Will Sheff Goes Home
You’ve said this album is the most personal work you’ve ever done. I was curious, given the degree to which so many of your songs have always read like fiction, what led you to change directions?
Around the time that I started putting my material out there, there was this diary entry-style writing that was happening a lot, and I guess we sort of got associated with it. I have the kind of voice where, for better or for worse, what I’m singing sounds really personal no matter what it is. And there’s a tendency that people have to want to read into what I’m singing about and look for clues in my autobiography and wonder who I am, or they assume that I’m spilling my guts on the page. And I always thought that was kind of a bad look. I always thought there was something kind of adolescent about that.

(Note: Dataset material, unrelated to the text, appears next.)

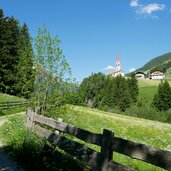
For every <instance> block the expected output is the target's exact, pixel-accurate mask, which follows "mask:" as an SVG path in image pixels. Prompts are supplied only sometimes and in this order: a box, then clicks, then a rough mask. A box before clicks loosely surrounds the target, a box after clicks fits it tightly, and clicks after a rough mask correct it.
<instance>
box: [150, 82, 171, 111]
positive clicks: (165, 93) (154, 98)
mask: <svg viewBox="0 0 171 171" xmlns="http://www.w3.org/2000/svg"><path fill="white" fill-rule="evenodd" d="M152 104H153V106H154V107H155V108H156V109H157V110H159V111H162V110H163V111H165V110H168V109H170V108H171V87H170V85H169V83H168V81H167V80H164V81H163V80H162V81H161V83H160V84H159V86H158V92H157V94H155V96H154V99H153V103H152Z"/></svg>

I didn’t get into music because I wanted to draw attention to myself. I always wanted to make stuff, and I ended up singing it myself because nobody knew who the fuck I was or gave a shit, so I had to sing it myself. Early in my career, I always used to say I wished I could just write for other people. I remember really loving songs like “Angel from Montgomery” by John Prine, or Randy Newman songs or Loudon Wainwright songs, where instead of talking about themselves, they’re writing from the point of view of a character. I was really into the idea of bringing a fictional discipline to songwriting and not making it be about the tortured diary entries of someone spilling their blood on a page. I think there was still a tendency for people to read my work like that because of the way that I sing, but that was never the goal.

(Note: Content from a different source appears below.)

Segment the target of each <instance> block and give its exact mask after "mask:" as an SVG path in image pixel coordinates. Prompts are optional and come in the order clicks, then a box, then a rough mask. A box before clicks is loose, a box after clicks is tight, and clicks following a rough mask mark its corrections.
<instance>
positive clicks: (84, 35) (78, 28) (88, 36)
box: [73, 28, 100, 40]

That said, I’ve been doing this for a long time now, and I’ve gone through a lot of different attitudes about music, and different stages in terms of what I’m trying to do with my work. More recently, the tides have turned with rock music, and especially whatever you would call the remnants of what used to be indie rock. And I started to feel like what I was seeing with songwriting in that genre was that it was withering a little bit and that people were more concerned with vibe and production and stance than they were with construction. Specifically, I started to feel like it was rare that there was a song that had anything emotional on the line. Almost as a corrective to this, I started to notice that people were using language that had very loaded, elemental, emotionally charged words, but the words didn’t seem to be referring to anything specifically. They were just used as decoration. And I felt like I should be a counterbalance to that, like I should try to write something that was more structurally sound and that had a little more meat on the bones. In order to bring that passion and substance and emotional investment to rock music, which I feel is becoming a little milky and watered down right now, I felt like I should put something of my own on the table.
Yeah, it’s been a weird few years, and this whole thing where indie-rock musicians are shying away from making any sort of statement, whether it’s personal or political, has been particularly infuriating. Even more so because those statements are still being made in other genres, just not in indie rock.

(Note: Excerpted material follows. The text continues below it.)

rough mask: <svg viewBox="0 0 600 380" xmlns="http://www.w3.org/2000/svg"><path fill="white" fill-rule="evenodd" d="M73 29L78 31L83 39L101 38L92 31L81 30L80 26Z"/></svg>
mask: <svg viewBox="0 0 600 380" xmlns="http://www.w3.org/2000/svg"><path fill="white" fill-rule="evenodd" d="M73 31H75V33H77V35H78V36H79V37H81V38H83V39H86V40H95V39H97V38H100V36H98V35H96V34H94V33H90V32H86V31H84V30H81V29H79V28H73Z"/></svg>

It’s kind of like in the Great Depression, when everyone just wanted to watch Busby Berkeley movies. I think there’s a real strong current of anxiety and fear and uncertainty about the future in our culture right now. When I was writing I Am Very Far, I was trying to write about that stuff directly. By the time I got out of the I Am Very Far experience, I was a nervous wreck because I was so immersed in dread. At a certain point, you go, “All this dread is something that’s definitely in play, but I can’t live in dread forever. I have to live my life.”
How do you think the anxiety that musicians are feeling manifests itself in terms of the music that’s being made?
Well, indie rock went from something that was, you know, this alternative, post-punk reaction to the mainstream, and there was a lifestyle of rejecting the corporate control that was associated with it. Now it’s turned into, like… playing the private Red Bull after- party for $50,000 with a little wristband or being featured in an Apple ad. The way that hip-hop is openly materialistic; I think a little bit of that has started to creep in. A big part of that is that the money is drying up in the music business, and the world is really scary, and there’s a lot of people out there who are just looking to get what they can get. And so when you’re doing that, it’s not necessarily a time to take artistic chances. It’s a time to sell your lifestyle brand. Music is a lot more of a promotional accessory now, and everyone out of necessity has to cozy up to corporate sponsors. I don’t know, man. I see it a lot like the 30s. When that stuff is happening, you’re trying to get people’s minds off their troubles and make fun, high-dollar, light entertainment that doesn’t have a lot at stake. That’s my little armchair theory about it.
How have you guys handled the licensing and commercial aspect of things? I imagine you’ve had to make a lot of difficult decisions.
I’m pretty cautious about it. I filter it pretty hard. I very much remember the attitude of indie rock, when people still called it that, where you’d get in a van and, you know, DIY or whatever… I think I still have that part of my brain, so it’s a difficult terrain to navigate because my number one goal in life, after being a good person, is to be able to make stuff for the rest of my life, and that’s a very difficult path to walk when you’re walking it with limited resources. So every single month is a different negotiation, where you’re trying to figure out how you can keep doing stuff.